Two frontier models looking at the same life is cheap insurance.

## Red flags that mean you should bring in a real attorney right now

- Blended family with children from multiple marriages.
- Business ownership or even a messy sole proprietorship.
- A beneficiary with a disability who may need a special-needs trust.
- Community-property exposure in Arizona, California, Idaho, Louisiana, Nevada, New Mexico, Texas, Washington, or Wisconsin.
- An estate above roughly $5 million.
- Real estate in more than one state.
- A non-citizen spouse.
- Significant crypto holdings or complicated digital assets.
- Anyone likely to contest the plan later.

The skill is still useful in these cases. Just use it as preparation for counsel, not as the finish line.

## What you walk away with

Usually some version of:

- A will draft.
- Financial and healthcare power-of-attorney drafts.
- A living will or advance-directive draft.
- A beneficiary audit across major accounts.
- A letter of wishes.
- An attorney engagement brief.
- A digital-inventory cheat sheet your spouse or executor can actually use.

The exact set varies with your facts. The point is not perfect legal prose on day one. The point is a clean, organized packet.

## What to do right after the session

1. Stop for the day.
2. Read the summary again the next morning.
3. Mark anything that feels wrong, vague, or emotionally loaded.
4. Update obvious beneficiary mistakes right away if you are certain.
5. Book the attorney review while the facts are still fresh.

## What to bring to the attorney

Bring:

- The skill's final packet.
- The current will or trust, if one exists.
- Your latest beneficiary forms.
- The questions the skill could not resolve.
- A short list of anything the family is likely to fight about.

Ask the attorney:

- What is state-specific here?
- What is missing?
- What should be signed now?
- What needs a trust, deed change, or beneficiary-form update?
- What looks legally fine but practically risky?

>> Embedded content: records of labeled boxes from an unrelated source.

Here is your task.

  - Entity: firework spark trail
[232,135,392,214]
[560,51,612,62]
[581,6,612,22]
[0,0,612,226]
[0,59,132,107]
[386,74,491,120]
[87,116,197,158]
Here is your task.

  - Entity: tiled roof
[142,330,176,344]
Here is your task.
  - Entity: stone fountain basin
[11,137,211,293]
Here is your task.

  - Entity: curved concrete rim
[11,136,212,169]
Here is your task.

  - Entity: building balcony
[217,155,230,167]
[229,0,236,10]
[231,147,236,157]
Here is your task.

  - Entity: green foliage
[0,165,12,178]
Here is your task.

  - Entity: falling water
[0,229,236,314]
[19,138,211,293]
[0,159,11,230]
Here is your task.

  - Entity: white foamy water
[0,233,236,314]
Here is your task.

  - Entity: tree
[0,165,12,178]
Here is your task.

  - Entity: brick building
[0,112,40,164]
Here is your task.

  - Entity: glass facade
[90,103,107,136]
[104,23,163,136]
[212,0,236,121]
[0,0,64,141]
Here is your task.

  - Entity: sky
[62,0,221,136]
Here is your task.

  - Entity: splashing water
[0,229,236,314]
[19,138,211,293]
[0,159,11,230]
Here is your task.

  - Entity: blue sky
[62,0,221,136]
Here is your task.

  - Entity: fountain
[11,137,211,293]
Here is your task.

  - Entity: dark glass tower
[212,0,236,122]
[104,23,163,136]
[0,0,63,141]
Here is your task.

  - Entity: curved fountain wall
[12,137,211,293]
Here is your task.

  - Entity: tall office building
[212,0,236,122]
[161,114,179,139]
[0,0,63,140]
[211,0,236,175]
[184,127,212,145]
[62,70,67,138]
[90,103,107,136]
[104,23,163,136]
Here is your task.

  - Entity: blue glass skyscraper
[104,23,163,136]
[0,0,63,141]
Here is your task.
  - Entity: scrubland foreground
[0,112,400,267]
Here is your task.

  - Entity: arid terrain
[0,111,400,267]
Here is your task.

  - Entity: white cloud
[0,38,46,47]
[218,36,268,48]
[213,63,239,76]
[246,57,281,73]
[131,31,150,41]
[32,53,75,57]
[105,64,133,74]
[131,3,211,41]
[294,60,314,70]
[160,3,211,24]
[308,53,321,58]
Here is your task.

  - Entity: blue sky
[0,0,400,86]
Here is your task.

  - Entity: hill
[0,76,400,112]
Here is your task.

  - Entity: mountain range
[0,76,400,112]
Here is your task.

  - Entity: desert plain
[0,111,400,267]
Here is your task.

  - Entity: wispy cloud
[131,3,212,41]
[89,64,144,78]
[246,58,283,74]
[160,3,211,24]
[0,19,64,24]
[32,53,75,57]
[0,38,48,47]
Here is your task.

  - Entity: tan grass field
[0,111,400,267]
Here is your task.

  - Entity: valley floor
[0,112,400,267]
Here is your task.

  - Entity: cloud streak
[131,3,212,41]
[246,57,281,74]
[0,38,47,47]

## Cost math, one more time

- $100 for one month of Claude Max, or $200 for GPT Pro.
- $20 for one month of jeffreys-skills.md.
- Rough total: $120 for a serious weekend if you use Claude.
- Baseline: often $15,000 to $25,000 for an attorney to do the entire process from scratch.
- You still pay an attorney roughly $2,000 to $4,000 to review, finalize, and sign what needs to be signed.

That attorney review is the irreducible cost. The skill is what strips out the waste.

## Common mistakes to avoid

- Starting without the beneficiary forms.
- Forgetting old retirement accounts from prior jobs.
- Naming people because you feel guilty, not because they are reliable.
- Assuming the will overrides account paperwork.
- Putting off the second pass.
- Hiding family conflict from the skill.
- Treating crypto like a normal brokerage account.

## Privacy note

The skill can help you map where sensitive information lives. It does not need the sensitive information itself.

Good:

- "Seed phrase is in the safe deposit box."
- "Password manager emergency sheet is in the home safe."

Bad:

- Pasting the seed phrase.
- Pasting master passwords.
- Dumping login credentials into the working folder.

## One more thing

The frontier-model subscription is probably one of the best $100-$200 per month tools you will buy this year.

While you have it, it can also help you:

- Audit last year's tax return.
- Review your insurance coverage.
- Draft a business plan.
- Compare Medicare or ACA plan options.
- Explain a confusing hospital or medical bill.
- Summarize a long contract before you send it to a lawyer.

If you use it for real life, not just one estate-planning weekend, it pays for itself very quickly.

## Final reminder

- You are not trying to produce perfect legal work alone.
- You are trying to arrive at the attorney meeting unusually prepared.
- That alone saves time, money, and avoidable mistakes.

Read this once. Keep it next to your keyboard. Answer honestly. Run the skill twice.